Se levantó, se acercó a Wu Yuguang y, usando la hoja de la Gran Espada Cabeza de Fantasma, le dio unos golpecitos en la cara al otro hombre y preguntó: —¿Qué le habéis hecho al Comandante en Jefe?

La gélida intención hizo que Wu Yuguang despertara de su aturdimiento.

La gravedad de sus heridas lo había insensibilizado al dolor, dejándole solo un entumecimiento sin fin.

En el momento en que oyó la fría voz de Qin Zheng, su mente se centró rápidamente.

Luchando por abrir los ojos, mirando al joven que lo había incapacitado de un solo puñetazo, abrió la boca débilmente y dijo: —Nosotros no podemos volver…

Wei Wuji…

tampoco podrá sobrevivir.

Tras esta declaración, la expresión de todos se ensombreció al instante, ¡y el ambiente se volvió extremadamente tenso!

Zhao Li incluso golpeó la mesa y se puso de pie, gritando con dureza: —¡El hermano Wei es un Comandante en Jefe conferido por la corte imperial!

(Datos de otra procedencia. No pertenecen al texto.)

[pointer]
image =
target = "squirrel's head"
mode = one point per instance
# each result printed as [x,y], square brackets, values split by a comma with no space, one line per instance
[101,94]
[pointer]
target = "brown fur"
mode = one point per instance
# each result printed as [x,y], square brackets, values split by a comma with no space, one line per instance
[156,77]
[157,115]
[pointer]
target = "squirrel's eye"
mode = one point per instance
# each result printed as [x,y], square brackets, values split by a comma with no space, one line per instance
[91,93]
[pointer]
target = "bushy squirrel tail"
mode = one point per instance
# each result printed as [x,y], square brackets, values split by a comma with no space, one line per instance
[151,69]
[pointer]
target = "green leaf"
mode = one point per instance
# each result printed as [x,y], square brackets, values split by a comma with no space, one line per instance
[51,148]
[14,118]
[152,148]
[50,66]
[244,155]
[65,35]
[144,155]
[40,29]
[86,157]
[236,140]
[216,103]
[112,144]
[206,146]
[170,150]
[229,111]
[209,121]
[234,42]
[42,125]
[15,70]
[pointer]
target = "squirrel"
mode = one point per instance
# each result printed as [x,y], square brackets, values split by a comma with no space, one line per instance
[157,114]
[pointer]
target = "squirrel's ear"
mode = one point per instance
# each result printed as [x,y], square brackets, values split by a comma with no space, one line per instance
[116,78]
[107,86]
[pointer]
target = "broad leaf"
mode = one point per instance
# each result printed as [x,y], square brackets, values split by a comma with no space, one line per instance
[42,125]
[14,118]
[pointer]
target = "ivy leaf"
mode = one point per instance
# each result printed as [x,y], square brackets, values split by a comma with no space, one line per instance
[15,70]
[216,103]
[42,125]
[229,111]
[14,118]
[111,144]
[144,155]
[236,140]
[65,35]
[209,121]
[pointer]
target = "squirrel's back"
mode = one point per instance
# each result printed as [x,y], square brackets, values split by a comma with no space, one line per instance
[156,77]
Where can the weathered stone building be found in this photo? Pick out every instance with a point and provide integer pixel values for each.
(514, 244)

¿Cómo te atreves a decir que puedes matarlo así como así?

Sin embargo, sus ojos estaban llenos de solemnidad, y la preocupación crecía en su interior.

Si fuera cualquier otro, encarcelar y matar arbitrariamente a un Comandante Provincial sin duda incitaría la ira de la corte imperial.

Pero si se trataba de la Familia Gao de Quanyang, la historia era diferente.

Después de todo, ¡estaban dispuestos incluso a renunciar a Qingzhou, poniendo a decenas de millones de sus ciudadanos a merced de los demonios!

Si se atrevían a hacer algo así, ¿qué les importaría matar a un Comandante en Jefe?

Wu Yuguang se mofó, pero no respondió a Zhao Li.

En su lugar, fijó la mirada en Qin Zheng y continuó hablando: —Y tú, aunque hayas escapado por suerte de la Guarida del Demonio Moxu, ¡no evitarás la muerte!

—Por robar las cosas del Señor Gao, no hay nadie bajo el cielo que pueda…

Mientras hablaba, como si estuviera experimentando un fugaz resurgimiento de vigor, sus palabras eran coherentes y su expresión, animada.

Pero antes de que pudiera terminar su segunda frase, un destello de la espada brilló de repente.

Entonces la cabeza de Wu Yuguang, llena de asombro, rodó por el suelo.

—Habladurías.

Qin Zheng habló con indiferencia, luego se acercó a Wuying Gao, colocando la punta de la espada contra su palma para luego perforar la carne.

¡¡¡Ah!!!

¡Wuying Gao, que estaba inconsciente, se despertó inmediatamente gritando de agonía!

Cuando su mirada se encontró con la de Qin Zheng, su rostro se llenó de ira.

Justo cuando estaba a punto de maldecir, la Gran Espada que había atravesado su palma fue retirada y luego colocada en su cuello.

La hoja helada le hizo entrar en razón al instante, mientras reprimía el intenso dolor y el miedo y decía: —¡Soy un descendiente del Clan Gao, ¿qué piensas hacer?!

Qin Zheng permaneció tranquilo y volvió a preguntar: —¿Qué le habéis hecho al Comandante en Jefe?

En ese momento, Wuying Gao, aterrorizado y, habiendo sido mimado desde la infancia, poco acostumbrado a tales escenas, respondió rápidamente: —¡Ese viejo perro nos provocó en la puerta de la Mansión del Gobernador Provincial, y mi padre intervino y lo hirió gravemente, para luego confinarlo en la mansión!

—¡Fue ese viejo perro quien atacó primero!

Mi padre amablemente le perdonó la…

¡Zas!

Un destello de la espada brilló intensamente, y otra cabeza llena de asombro rodó por el suelo.

—Partimos mañana hacia el Condado de Yongle.

Simultáneamente, la voz de Qin Zheng resonó en la sala del consejo.